Last week will go down in history as a golden time for British rail enthusiasts. Continuing work set in train (ahem) by Gordon Brown’s Labour Government in 2009, Chancellor George Osborne announced details of the preferred northern route for the second phase of High Speed 2 (HS2), the government’s highly ambitious £32 billion (AU$48 billion) national rail infrastructure program.
The already announced first phase, set to begin in earnest in 2017 and conclude around 2025, proposes installing a high speed rail link between London to Birmingham and will cut the route’s fastest journey times by over 40 per cent, from one hour and 20 minutes down to under 50 minutes. The new "Y-shaped" rail line proposed for the second phase on Monday, linking Birmingham with Leeds and Manchester, will cut fastest journey times to and from London by 37 per cent and 46 per cent respectively, but is not expected to be completed before 2032.
The time savings on offer have the capacity to make a meaningful difference to people’s lives across England, and to make periodic rail commuting between some of London’s most populous cities a more practical possibility for many. Unusually, one cannot detect the modern whiff of short-termism or electioneering around: HS2 benefits from that increasingly rare, upliftingly sweet scent of nation building, and enjoys broad support from all three major parties in the UK.
To Australian eyes, it’s all just a little bit strange; if the numbers are mind boggling, the politics are truly confounding. Since the Tory dominated Conservative-Liberal Democrat Coalition came to power in 2010, the UK economy has been a veritable petri dish of neoliberalism; the public debt left behind by Gordon Brown’s Labour government and the GFC has given the Chancellor the excuse to actually do what his party’s mandarins dream of in only their most lurid fantasies — to slash and burn the public sector.
Redundancy programs have been unveiled across practically all government departments and local authority budgets have been cut dramatically, resulting in the closure of libraries and services for the disabled, cuts to local arts funding and other local services deemed to be "non-core". Osborne’s program is so unrelenting in its scope that even the IMF’s chief economist, Olivier Blanchard, has issued a warning that his planned austerity measures are coming too thick and fast for the UK economy to handle. In short, the UK is making the IMF (yes, those veritable fiscal velociraptors) seem like a den of gentle Keynesians from a dozy university town somewhere in CentreLeftsVille.
In this political and economic environment, peering for a moment through our Friedrich Hayek spectacles, HS2 looks ripe for the cutting by the chancellor and his savings-seeking minions. There is even a significant smattering of organic NIMBY opposition to the program across the Conservative Party’s political heartland; anti-HS2 groups are springing up all across regional England in protest at the environmental destruction and audiovisual pollution that a new high speed rail line represents to communities along the proposed route. To be sure, if you’re on the route and not near a station, all HS2 means to you is chaos, uncertainty and forced change.

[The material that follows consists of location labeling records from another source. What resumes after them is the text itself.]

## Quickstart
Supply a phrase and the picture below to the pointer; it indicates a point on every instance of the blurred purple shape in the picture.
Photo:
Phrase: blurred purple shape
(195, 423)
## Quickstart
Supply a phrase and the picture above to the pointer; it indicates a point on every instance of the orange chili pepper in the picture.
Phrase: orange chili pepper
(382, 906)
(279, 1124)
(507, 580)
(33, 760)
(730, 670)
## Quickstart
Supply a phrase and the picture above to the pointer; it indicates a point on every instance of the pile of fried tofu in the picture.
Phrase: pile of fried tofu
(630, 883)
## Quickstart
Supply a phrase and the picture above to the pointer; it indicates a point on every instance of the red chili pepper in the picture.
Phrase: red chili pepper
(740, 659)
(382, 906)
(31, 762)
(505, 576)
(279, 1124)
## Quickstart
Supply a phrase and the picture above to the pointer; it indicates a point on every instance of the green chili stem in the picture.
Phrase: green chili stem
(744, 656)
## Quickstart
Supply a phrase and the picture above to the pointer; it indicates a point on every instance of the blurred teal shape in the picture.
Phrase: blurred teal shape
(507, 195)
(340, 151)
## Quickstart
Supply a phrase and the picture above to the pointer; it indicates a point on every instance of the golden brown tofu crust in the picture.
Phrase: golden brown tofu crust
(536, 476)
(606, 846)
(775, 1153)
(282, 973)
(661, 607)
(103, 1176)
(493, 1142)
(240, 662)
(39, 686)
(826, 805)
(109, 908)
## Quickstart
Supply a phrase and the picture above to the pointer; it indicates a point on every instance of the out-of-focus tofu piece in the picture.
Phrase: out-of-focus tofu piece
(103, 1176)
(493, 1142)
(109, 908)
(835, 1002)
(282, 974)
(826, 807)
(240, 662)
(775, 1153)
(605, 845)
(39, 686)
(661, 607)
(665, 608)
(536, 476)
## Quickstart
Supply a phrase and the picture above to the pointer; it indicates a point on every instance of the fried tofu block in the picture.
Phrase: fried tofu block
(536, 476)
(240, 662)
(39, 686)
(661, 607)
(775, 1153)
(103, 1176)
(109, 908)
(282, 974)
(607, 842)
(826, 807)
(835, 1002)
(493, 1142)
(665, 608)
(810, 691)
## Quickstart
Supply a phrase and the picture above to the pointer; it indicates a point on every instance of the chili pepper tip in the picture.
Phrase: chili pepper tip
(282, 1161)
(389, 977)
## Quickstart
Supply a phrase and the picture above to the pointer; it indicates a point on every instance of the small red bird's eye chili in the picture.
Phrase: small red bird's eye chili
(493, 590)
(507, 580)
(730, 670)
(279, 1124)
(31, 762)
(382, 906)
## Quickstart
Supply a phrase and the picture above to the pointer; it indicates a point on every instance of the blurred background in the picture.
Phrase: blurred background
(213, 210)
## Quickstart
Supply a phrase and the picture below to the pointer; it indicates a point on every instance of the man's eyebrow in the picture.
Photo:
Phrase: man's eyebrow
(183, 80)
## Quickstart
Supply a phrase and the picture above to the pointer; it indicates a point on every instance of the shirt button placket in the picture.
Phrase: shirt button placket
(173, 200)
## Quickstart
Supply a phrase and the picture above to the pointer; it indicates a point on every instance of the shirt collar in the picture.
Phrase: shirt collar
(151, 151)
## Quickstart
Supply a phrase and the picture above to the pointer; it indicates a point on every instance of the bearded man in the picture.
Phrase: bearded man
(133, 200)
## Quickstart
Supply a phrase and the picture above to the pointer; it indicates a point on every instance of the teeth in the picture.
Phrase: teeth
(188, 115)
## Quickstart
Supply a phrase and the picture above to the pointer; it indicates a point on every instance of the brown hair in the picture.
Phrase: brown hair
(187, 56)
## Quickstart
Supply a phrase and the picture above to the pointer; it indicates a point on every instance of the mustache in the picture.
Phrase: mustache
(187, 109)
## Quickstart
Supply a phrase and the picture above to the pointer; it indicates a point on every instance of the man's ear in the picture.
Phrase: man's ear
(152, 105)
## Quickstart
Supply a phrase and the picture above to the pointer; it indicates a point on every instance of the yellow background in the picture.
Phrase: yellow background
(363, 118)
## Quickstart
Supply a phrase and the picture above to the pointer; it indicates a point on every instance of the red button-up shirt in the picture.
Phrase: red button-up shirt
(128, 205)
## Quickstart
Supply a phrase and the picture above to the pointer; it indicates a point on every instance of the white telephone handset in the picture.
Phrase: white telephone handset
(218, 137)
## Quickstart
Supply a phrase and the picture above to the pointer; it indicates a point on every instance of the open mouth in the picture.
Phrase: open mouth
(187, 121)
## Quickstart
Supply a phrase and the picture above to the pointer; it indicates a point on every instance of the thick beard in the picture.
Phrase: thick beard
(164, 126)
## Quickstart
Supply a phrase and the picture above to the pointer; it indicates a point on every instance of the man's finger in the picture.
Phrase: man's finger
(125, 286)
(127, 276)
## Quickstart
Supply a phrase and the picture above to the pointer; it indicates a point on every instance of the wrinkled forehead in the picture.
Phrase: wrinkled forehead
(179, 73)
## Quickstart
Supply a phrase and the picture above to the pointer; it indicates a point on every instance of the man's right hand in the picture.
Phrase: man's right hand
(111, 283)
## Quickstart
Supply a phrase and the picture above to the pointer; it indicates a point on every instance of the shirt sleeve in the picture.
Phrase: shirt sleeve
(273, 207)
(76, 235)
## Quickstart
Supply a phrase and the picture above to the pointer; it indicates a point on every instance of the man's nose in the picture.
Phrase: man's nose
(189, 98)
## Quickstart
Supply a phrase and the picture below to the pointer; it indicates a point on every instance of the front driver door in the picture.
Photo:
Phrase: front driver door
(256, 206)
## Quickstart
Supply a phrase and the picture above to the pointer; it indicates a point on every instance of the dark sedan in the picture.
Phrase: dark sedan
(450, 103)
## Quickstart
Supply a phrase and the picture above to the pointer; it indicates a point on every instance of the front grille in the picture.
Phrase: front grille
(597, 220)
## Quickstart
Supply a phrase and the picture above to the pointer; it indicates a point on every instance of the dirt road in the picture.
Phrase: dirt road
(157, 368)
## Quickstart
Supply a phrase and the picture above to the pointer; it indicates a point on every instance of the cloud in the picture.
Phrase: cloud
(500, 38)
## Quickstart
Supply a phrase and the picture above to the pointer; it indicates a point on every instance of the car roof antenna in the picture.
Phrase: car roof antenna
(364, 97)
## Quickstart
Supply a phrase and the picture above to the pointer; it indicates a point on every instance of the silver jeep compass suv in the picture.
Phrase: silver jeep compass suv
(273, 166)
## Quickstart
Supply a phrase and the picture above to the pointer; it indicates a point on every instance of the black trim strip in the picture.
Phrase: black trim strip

So why has this Conservative-led coalition chosen to persist with a policy so politically and fiscally inimical to its own philosophy, particularly when the full benefits of the policy will only be realised decades into the future?
The contrast with the Australian political experience could hardly be greater, following a week when the Prime Minister decided to subject the nation to the longest election campaign in its recorded history. Can anybody seriously imagine a Tony Abbott-led Coalition agreeing to embark on a vast rail infrastructure project stretching decades into the future and costing billions of dollars?
In short, it would seem that there is no such thing as a bold nation-building project that can be supported by both Labor and the Liberal Party; Labor’s NBN comes close, but the Liberals have only grudgingly come to accept it, as shovels across the country break dirt. On transport, Australia remains divided and rudderless. In Sydney, Badgerys Creek has been bandied about for decades as a proposed second airport site, but neither major political party has summoned the gumption yet to drive past the inevitable NIMBYism and take the project forward.
High speed rail links from Sydney to Melbourne or Sydney to Canberra — let alone between Australia’s other major metropolitan centres — have been subject to some preliminary exploration by the Gillard Government but seem destined to remain in the realms of science fiction for decades yet.
Let’s be fair: the geography of the United Kingdom is very different to the geography of Australia. It is possible to drive along mostly flat terrain from London to Newcastle in 4.5 hours, whereas Sydney to Melbourne is around 10 hours at best, allowing for some reasonable stopping. It would be virtually impossible at face value to justify installing a highly expensive rail line between two cities which already boast one of the world’s busiest and well serviced air routes. In addition, the UK Conservative-Liberal Democrat Coalition did inherit a sprawling plan already set in motion from their Labour predecessors, mirroring in a way the situation Tony Abbott and his team may find themselves in with the NBN on 15 September.
Still, one longs for more "big picture" politics from Australian politicians. If one of the most virulently "anti-government" administrations in the world today can still agree that investing in nation building initiatives spanning many election cycles is a positive thing, surely we can too.